It might be glued or nailed - most likely with a power nailer, with recessed
heads filled so as not to be visible.
Either way, be prepared for it not to come off non-destructively. [I
replaced all the skirting in my hallway when I fitted wooden flooring
earlier this year].
Besides destroying the existing skirting, you will probaly damage the
plaster in some places - so have some Pollyfilla ready.
When it comes to refitting the new skirting, GripFill works pretty well -
but may need to be supplemented by the odd screw if the wall isn't straight.
When fitting my new skirting, I cut and mitred it and then painted it
*before* sticking it on the wall. There is then no danger of getting paint
on the new flooring - and any slight gaps can be filled with a bead of
decorators' filler, and the paint touched up if necessary.
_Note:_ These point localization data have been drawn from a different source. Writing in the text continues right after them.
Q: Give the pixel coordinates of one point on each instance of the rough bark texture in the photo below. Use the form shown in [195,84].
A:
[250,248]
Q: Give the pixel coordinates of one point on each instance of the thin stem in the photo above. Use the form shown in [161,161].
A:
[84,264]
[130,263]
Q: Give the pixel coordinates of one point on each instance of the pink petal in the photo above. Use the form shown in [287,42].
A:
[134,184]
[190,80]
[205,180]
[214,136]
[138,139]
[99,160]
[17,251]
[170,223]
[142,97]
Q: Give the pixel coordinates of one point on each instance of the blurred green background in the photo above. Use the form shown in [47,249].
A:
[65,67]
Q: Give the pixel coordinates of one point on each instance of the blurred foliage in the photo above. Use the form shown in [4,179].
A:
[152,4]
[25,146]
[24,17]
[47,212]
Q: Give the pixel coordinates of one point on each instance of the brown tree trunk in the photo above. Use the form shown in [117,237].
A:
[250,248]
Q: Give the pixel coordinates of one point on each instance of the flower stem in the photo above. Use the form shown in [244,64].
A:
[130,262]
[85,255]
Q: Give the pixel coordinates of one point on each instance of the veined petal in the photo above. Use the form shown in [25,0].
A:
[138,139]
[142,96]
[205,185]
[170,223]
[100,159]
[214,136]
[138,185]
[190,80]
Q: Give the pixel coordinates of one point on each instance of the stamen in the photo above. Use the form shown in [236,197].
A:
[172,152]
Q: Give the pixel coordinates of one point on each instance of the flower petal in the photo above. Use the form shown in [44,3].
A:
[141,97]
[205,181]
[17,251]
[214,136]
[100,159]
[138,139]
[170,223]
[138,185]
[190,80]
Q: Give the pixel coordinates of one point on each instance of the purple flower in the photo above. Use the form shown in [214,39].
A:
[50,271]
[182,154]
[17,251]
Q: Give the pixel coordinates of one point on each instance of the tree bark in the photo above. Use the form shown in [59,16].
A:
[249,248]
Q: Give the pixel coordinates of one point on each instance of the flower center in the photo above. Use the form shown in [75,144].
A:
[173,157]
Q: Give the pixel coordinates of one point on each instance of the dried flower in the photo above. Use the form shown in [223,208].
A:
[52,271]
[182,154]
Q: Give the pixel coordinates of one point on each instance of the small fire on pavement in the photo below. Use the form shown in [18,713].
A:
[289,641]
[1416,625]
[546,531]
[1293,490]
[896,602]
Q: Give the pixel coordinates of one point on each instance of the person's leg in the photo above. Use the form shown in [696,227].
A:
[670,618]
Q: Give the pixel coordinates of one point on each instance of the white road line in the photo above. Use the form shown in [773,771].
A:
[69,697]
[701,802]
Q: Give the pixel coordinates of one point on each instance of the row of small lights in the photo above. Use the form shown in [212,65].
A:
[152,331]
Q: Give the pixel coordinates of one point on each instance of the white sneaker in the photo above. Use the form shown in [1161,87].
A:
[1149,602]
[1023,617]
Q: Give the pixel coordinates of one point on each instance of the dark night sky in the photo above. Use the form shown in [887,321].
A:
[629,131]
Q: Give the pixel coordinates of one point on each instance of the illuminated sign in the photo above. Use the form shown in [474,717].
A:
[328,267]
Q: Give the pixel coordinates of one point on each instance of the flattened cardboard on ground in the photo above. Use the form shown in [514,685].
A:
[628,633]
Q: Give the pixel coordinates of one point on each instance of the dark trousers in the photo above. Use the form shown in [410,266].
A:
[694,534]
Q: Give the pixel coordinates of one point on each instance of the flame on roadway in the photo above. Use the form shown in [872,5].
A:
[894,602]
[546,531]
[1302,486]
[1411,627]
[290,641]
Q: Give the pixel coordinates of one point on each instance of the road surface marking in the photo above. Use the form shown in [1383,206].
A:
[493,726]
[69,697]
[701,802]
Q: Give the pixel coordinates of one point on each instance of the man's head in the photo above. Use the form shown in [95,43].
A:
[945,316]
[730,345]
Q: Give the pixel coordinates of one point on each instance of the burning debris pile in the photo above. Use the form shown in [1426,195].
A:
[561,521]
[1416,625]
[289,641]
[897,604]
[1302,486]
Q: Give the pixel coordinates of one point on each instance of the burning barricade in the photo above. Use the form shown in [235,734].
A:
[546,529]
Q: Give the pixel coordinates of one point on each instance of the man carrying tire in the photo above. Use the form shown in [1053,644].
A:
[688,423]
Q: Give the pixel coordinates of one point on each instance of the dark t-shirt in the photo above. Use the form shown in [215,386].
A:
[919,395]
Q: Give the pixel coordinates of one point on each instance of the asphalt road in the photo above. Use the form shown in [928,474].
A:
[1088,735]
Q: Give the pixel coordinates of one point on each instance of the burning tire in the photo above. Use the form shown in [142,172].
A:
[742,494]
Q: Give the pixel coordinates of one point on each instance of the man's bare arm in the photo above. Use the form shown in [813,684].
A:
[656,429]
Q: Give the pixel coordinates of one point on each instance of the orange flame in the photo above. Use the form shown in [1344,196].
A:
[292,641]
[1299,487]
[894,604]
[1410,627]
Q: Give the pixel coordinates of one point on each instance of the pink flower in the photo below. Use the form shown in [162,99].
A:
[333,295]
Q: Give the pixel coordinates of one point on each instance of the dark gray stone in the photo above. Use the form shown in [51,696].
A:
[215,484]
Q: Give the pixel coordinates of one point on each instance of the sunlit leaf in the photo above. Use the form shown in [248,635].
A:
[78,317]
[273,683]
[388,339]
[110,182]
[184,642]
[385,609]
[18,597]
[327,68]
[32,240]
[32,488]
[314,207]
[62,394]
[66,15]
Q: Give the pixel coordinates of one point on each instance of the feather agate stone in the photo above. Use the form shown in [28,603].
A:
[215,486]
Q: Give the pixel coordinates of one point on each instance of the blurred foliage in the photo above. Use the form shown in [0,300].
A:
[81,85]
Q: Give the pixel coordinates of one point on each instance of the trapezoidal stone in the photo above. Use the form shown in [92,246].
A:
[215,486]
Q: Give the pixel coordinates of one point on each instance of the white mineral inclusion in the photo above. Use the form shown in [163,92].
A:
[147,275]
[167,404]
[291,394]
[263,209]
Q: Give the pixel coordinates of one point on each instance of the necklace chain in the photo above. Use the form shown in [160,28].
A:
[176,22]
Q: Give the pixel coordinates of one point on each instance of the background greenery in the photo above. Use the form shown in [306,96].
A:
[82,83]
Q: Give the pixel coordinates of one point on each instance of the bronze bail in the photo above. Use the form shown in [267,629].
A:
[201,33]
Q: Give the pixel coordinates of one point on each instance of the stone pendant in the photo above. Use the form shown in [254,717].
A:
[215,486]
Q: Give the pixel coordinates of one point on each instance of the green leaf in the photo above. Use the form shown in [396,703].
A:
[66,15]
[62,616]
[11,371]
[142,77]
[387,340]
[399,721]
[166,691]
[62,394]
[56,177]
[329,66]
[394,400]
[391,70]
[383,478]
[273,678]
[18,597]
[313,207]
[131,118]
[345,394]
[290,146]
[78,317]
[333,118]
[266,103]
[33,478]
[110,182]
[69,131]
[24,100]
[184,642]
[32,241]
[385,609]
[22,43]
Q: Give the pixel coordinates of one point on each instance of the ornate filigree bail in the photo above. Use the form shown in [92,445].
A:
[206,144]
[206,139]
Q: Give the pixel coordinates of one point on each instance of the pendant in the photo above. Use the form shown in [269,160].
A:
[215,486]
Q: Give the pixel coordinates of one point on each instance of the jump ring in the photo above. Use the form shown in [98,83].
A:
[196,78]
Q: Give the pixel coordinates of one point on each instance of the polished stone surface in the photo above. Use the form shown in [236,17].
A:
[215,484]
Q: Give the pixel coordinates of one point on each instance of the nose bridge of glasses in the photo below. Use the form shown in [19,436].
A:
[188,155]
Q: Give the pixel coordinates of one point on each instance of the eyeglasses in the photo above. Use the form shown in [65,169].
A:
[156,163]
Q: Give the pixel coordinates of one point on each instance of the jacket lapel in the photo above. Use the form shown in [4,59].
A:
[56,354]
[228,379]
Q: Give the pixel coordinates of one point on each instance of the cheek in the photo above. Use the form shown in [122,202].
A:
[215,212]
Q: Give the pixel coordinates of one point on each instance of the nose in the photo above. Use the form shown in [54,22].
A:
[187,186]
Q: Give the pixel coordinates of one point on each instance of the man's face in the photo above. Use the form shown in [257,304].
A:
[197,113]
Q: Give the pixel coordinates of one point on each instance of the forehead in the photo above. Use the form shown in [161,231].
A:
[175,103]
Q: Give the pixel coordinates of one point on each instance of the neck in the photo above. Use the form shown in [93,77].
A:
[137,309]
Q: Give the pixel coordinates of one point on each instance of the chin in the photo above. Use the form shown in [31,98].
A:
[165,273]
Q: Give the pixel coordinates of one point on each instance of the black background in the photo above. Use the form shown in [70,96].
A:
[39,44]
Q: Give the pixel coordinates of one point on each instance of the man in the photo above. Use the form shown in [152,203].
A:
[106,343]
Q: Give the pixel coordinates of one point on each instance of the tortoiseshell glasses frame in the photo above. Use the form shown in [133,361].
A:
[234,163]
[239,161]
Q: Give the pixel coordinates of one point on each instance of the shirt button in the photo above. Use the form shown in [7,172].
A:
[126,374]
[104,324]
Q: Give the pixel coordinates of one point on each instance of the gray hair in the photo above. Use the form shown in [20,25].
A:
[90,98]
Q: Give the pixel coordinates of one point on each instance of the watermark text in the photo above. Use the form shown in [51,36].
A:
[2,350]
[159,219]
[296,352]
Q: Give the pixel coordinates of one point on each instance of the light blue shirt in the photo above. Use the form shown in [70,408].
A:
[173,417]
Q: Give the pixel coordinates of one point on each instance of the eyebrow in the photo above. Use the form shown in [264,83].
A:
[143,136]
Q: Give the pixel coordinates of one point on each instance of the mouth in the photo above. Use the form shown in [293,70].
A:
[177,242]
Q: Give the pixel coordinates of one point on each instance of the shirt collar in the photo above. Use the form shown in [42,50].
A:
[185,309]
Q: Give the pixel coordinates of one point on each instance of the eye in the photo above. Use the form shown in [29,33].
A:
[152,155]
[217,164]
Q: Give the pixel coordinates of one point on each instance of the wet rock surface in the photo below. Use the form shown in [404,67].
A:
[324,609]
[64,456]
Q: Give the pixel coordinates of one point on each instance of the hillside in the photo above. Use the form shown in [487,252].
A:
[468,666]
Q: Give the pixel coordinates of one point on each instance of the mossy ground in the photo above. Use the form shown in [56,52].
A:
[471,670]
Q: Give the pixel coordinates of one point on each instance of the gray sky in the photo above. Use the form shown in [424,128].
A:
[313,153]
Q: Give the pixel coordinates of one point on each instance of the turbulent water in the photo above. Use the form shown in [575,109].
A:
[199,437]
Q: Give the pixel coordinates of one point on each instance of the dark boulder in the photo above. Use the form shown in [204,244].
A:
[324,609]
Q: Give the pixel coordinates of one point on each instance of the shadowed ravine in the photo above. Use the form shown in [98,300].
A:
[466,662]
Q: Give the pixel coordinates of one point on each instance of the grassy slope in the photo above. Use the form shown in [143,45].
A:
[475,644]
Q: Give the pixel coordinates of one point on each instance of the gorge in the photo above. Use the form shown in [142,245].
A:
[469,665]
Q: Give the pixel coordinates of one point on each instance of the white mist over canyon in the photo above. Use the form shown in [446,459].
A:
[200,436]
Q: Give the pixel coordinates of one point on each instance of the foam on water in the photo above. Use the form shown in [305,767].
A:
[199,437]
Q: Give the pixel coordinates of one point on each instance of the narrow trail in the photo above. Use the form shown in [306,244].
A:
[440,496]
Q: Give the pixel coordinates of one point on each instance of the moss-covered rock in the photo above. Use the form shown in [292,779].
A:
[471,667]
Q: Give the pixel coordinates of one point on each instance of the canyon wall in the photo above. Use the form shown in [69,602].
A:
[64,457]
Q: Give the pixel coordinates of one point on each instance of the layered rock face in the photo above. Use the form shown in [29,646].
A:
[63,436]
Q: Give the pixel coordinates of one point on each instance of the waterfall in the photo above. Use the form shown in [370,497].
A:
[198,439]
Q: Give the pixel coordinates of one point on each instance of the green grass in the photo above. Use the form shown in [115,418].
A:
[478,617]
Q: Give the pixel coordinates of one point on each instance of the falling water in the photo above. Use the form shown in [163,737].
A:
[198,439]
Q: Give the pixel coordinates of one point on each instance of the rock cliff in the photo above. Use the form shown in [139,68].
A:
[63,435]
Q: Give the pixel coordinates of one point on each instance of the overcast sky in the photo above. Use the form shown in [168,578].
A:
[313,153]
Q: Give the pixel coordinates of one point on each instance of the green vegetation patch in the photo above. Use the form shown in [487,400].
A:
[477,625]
Besides removing the skirting, you will of course have to undercut the door
frames and achitraves so that the flooring can be slid underneath.
hmmm, thanks for the info. I'm a diy virgin and am starting to think that
laminate 'edging' strips may be the best way ahead for me !
I wonder if I could pay a painter/decorator to come and deal with the
You *could* of course leave the skirting on, and cover the expansion gap
with beading. The only problem is that it then *looks* like a retro job
rather than like something which was designed in.
Depends whether you're prepared to live with it - I wasn't!
How old is skirting board ? If it's a new build, then it may be MDF
Skirting and it could be both glued and nailed. I'd advise you to take off
the door facings to let you get in behind the skirting to prise it off.
This will let you get a good start at least.